Comments : Occurram Et Obviam Ibo

  • 9 years ago

    by Maple Tree

    Beyond powerful!!!

  • 9 years ago

    by Darren

    Holy shyster

    someone nominate this please

    just for the title

    (I have used up my noms)

    Jean, you are demonic when it comes to writing powerful poetry.

    awesome

  • 9 years ago

    by Maple Tree

    I got it nominated Darren :-)

  • 9 years ago

    by Larry Chamberlin

    Seems both a paean to Caius and the expression of inmost feelings. The metaphor of warrior propels the reader majestically, heroically, through the promise of battle, the inevitability of injury.

    Yet, you claim these injuries as your own ("Scar upon scar, each self-inflicted / as I am the sovereign of myself"). With such an insight you embrace your hurts as part of your payment for the path you choose.

    You also challenge the vagaries of providence ("Death, I promise I will meet you, / but not until I prove that even Gods / can be blind in their judgments"). Understanding that fairness and justice have no guarantees makes taking up the challenge an even greater undertaking.
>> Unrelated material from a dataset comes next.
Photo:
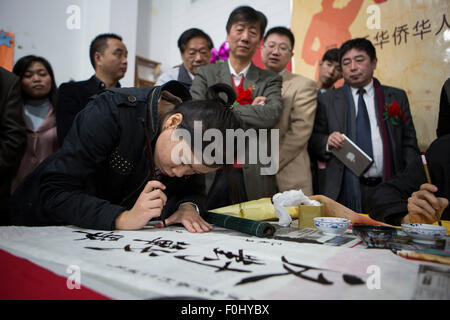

    Yet, there is a certain naivety here: "To reject nothingness and yearn, / through despair and dread: / This time truly, I swear, / that I will face it, / and endure it all." You are in some manner tilting at windmills, but in just an heroic style as Quixote himself. Rejecting nothingness, denying nihilism is an ironic position to take, given the connection this title has to Final Fantasy XIII and Caius. On the other hand, it makes perfect sense, for in destroying the paradoxes the world is saved from nothingness.

    • 7 years ago

      by Kakera

      My reply to your comment is over a year late, but I must say that I'm surprised that ANYONE made the connection as perfectly as you did. Indeed, it is everything you have written in your comment, and was intended to be that. People underestimate the narrative prowess video-games can have, and the tragedy of Caius in the way he was written is something that I carry with me. This poem is a paean to him - but it's also a naive wishful thinking of what I want to be. The connection to myself comes from many aspects of it, but the biggest part is me struggling to deny nihilism itself. It was a fun write overall.